Jean-Paul leaned on the inspector. “Is this true?” Nettles admitted as much. “Then you have no more business with her,” he said, letting the man go. “Come, Elena. I’ll take you home.”
“Home?” Bastien pushed the inspector aside to stand toe to toe with Jean-Paul. “What’s the meaning of this, Martel? You’ve never used a vine witch before.”
“And I’ve never made good wine before. But if she’s as talented as you say she is, it’s high time I got started.”
But the crowd hadn’t entirely dispersed when Elena took a last threatening step toward Bastien. “I want you to know I came back to ruin you for what you did to me,” she said, keenly aware she could show no more weakness in front of the bierhexe. “No more jinxes, no more falsifying the tax records to try and steal Chateau Renard. We’re going to produce wine so exquisite the world will forget about Domaine du Monde. And if you come within ten feet of the vineyard again I will make you sorry you were ever born.”
“Elena, it wasn’t me.” Bastien looked to his wife. “Tell her it wasn’t me.”
The bierhexe merely stood with the perfume dangling from her grip, her jaw locked, her teeth grinding.
The automobile rumbled down the road as Jean-Paul retrieved his horse. He walked slowly back to Elena, never taking his eyes off her. “What made you come to the village?” he asked.

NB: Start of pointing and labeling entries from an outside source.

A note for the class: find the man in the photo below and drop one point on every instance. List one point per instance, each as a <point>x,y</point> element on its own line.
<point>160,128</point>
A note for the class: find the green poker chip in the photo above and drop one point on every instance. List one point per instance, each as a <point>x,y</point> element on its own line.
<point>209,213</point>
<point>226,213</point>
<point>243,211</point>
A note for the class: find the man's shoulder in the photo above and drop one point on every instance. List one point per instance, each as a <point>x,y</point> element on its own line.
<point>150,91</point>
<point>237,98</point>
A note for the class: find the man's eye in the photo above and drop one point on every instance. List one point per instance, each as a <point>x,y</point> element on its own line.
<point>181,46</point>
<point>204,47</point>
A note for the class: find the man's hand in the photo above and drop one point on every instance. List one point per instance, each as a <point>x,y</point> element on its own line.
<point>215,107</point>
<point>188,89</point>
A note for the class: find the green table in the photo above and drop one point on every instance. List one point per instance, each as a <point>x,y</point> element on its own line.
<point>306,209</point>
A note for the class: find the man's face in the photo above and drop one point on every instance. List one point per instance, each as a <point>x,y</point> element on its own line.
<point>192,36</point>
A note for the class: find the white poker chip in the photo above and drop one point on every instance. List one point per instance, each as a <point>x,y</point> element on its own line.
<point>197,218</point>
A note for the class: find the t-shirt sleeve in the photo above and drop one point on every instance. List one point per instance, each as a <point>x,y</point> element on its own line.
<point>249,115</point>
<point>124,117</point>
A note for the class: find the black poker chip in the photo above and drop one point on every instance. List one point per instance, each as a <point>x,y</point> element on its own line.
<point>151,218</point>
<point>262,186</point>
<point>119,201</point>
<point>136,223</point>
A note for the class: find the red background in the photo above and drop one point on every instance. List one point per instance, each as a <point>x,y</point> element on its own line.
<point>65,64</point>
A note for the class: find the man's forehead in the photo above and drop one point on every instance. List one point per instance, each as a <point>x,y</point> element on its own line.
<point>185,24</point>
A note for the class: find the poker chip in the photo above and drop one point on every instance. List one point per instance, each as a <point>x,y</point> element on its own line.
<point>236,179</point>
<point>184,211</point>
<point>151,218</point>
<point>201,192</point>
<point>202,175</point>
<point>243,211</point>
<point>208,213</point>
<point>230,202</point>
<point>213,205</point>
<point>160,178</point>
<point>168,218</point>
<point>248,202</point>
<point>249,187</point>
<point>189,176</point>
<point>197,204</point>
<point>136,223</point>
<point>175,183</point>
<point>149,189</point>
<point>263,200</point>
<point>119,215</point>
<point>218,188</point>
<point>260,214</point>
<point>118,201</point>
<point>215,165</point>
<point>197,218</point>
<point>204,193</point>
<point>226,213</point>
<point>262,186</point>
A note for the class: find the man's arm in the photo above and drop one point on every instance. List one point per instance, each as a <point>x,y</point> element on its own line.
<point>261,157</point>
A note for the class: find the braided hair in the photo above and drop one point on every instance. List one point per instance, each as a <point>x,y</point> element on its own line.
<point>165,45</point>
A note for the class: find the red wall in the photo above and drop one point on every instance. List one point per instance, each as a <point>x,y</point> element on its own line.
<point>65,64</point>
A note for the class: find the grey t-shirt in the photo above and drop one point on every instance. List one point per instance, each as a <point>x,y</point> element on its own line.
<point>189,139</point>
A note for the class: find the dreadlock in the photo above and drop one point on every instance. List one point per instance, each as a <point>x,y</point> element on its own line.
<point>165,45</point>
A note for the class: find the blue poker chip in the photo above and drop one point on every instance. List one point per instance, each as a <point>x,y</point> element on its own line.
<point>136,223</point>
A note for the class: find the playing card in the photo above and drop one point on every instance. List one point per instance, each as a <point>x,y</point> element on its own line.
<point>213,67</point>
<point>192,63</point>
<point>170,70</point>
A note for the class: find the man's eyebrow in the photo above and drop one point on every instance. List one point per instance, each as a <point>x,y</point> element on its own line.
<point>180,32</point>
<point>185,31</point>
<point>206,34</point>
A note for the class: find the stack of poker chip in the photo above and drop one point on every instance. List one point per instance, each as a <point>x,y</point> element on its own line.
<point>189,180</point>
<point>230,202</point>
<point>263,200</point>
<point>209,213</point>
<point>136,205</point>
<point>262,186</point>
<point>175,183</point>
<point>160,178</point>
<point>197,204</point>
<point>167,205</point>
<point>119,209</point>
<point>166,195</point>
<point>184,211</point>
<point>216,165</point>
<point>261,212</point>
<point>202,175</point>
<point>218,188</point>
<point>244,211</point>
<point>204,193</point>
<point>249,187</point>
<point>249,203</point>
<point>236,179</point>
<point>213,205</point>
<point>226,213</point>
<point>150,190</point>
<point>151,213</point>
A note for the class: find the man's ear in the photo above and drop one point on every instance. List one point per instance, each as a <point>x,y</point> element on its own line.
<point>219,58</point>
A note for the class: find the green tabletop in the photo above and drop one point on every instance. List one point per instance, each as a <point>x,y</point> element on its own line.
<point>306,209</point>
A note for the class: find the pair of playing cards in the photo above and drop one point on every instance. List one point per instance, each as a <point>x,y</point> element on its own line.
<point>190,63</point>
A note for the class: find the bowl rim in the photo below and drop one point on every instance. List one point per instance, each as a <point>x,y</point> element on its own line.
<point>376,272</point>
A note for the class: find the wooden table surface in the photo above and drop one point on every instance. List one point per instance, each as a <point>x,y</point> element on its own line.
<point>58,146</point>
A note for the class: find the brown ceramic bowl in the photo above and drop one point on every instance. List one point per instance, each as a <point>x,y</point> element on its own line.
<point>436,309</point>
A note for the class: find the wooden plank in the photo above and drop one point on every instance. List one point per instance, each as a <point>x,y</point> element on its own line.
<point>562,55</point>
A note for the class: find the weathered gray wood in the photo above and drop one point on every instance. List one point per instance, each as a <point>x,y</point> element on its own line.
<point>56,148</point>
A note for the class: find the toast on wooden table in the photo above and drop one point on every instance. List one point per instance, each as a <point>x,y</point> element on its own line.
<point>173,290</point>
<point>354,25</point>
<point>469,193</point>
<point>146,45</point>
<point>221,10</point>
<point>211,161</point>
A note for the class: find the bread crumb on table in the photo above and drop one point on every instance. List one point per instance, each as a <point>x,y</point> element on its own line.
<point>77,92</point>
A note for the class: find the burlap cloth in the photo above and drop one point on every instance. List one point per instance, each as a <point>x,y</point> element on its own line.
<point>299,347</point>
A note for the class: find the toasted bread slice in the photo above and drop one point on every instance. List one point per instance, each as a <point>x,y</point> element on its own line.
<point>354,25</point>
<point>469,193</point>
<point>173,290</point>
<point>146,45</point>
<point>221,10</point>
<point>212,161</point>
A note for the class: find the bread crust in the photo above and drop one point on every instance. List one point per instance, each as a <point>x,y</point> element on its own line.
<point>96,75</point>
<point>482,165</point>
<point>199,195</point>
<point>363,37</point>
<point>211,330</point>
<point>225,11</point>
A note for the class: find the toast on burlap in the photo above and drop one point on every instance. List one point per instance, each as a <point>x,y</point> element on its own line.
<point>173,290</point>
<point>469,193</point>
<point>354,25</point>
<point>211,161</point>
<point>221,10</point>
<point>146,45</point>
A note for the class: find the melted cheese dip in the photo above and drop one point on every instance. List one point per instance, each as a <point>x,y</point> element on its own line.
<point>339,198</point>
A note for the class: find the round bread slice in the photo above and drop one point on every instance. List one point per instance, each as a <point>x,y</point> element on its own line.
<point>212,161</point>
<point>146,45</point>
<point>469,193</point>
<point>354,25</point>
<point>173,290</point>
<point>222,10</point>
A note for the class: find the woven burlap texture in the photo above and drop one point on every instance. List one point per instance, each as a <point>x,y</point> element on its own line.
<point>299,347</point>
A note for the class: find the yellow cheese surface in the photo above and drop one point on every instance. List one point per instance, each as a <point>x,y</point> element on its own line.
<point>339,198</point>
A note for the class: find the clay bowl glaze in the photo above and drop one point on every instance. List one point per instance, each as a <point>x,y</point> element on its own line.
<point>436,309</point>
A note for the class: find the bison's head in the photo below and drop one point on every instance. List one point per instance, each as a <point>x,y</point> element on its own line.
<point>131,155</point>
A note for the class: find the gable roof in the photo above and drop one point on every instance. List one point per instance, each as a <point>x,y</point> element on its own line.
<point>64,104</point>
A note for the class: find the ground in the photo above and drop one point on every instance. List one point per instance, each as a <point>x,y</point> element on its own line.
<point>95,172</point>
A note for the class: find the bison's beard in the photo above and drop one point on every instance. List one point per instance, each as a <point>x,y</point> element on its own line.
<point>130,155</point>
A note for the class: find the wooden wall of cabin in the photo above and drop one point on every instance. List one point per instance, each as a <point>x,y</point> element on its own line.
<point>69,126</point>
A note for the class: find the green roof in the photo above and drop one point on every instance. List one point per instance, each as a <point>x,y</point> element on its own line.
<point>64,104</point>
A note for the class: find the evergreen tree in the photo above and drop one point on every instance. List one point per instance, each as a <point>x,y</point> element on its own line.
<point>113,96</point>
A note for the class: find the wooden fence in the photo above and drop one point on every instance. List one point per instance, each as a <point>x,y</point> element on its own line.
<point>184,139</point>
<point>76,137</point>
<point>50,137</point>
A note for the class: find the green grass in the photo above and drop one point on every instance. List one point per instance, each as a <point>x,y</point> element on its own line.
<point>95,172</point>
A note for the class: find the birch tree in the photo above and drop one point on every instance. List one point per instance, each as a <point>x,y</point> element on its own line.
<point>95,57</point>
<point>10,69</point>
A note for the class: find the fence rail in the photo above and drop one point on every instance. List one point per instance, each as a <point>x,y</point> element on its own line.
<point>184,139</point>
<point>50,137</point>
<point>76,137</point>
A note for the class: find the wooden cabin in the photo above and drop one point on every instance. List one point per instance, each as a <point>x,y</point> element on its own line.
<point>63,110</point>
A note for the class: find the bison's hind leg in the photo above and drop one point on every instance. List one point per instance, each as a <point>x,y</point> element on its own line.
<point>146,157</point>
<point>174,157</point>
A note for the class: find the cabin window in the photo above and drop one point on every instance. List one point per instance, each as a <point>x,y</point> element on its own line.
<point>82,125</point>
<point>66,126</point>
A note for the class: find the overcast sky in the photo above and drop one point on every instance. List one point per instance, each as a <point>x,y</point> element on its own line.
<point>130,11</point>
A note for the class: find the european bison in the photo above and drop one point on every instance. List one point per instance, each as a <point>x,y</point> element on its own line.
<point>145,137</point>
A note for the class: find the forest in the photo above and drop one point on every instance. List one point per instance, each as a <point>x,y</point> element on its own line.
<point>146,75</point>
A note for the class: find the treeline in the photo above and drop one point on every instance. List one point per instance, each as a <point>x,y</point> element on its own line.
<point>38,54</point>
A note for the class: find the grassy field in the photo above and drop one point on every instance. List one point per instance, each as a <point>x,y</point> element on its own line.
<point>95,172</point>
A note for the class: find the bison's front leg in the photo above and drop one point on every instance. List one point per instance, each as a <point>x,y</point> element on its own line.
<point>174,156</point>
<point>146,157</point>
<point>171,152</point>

She patted the horse’s neck, letting it get the smell of her. “I didn’t want you staying away because you were afraid.”
He glanced over the top of the saddle. Inspector Nettles leaned against the post office wall watching them, as if to say he wasn’t yet satisfied. “I’m not afraid. Not anymore,” he said. “Confused and bewildered, perhaps, but that’s not as rare as you might imagine.” He put his foot in the stirrup and pulled himself onto the horse.
She smiled at his confession and took his hand when he offered it. Though unladylike, she hiked her skirt up and swung her leg over the saddle behind him.
“What changed?” she asked. She’d not seen him like this before, resigned yet resolute.
“Let’s just say I spent the night smelling God’s feet.”
“Ah, so Brother Anselm is still at the abbey, then. The All Knowing favors him.”
“Will you tell me about it? The things I saw? What you do? I want to know everything.”
“If you’re sure,” she said, then shivered as much from her cursed skin as the prospect of what his change toward her might mean.
“You’re cold.” Jean-Paul twisted in the saddle to speak to her. “Your hands are like ice. Do you want my jacket?”
Her first instinct was to pull back, protect herself, but his body was so warm. And the closer hers was to his, the more the magic stirred back to life inside her. The sensation was tiny, a speck of dust floating in a ray of sunlight, but it was there, still alive, somehow being nurtured by this man’s nearness, like no magic she’d experienced before, not even with Bastien in the early days of their courting. She slipped her hands inside the wool pockets of his jacket and said she’d tell him anything he wanted to know.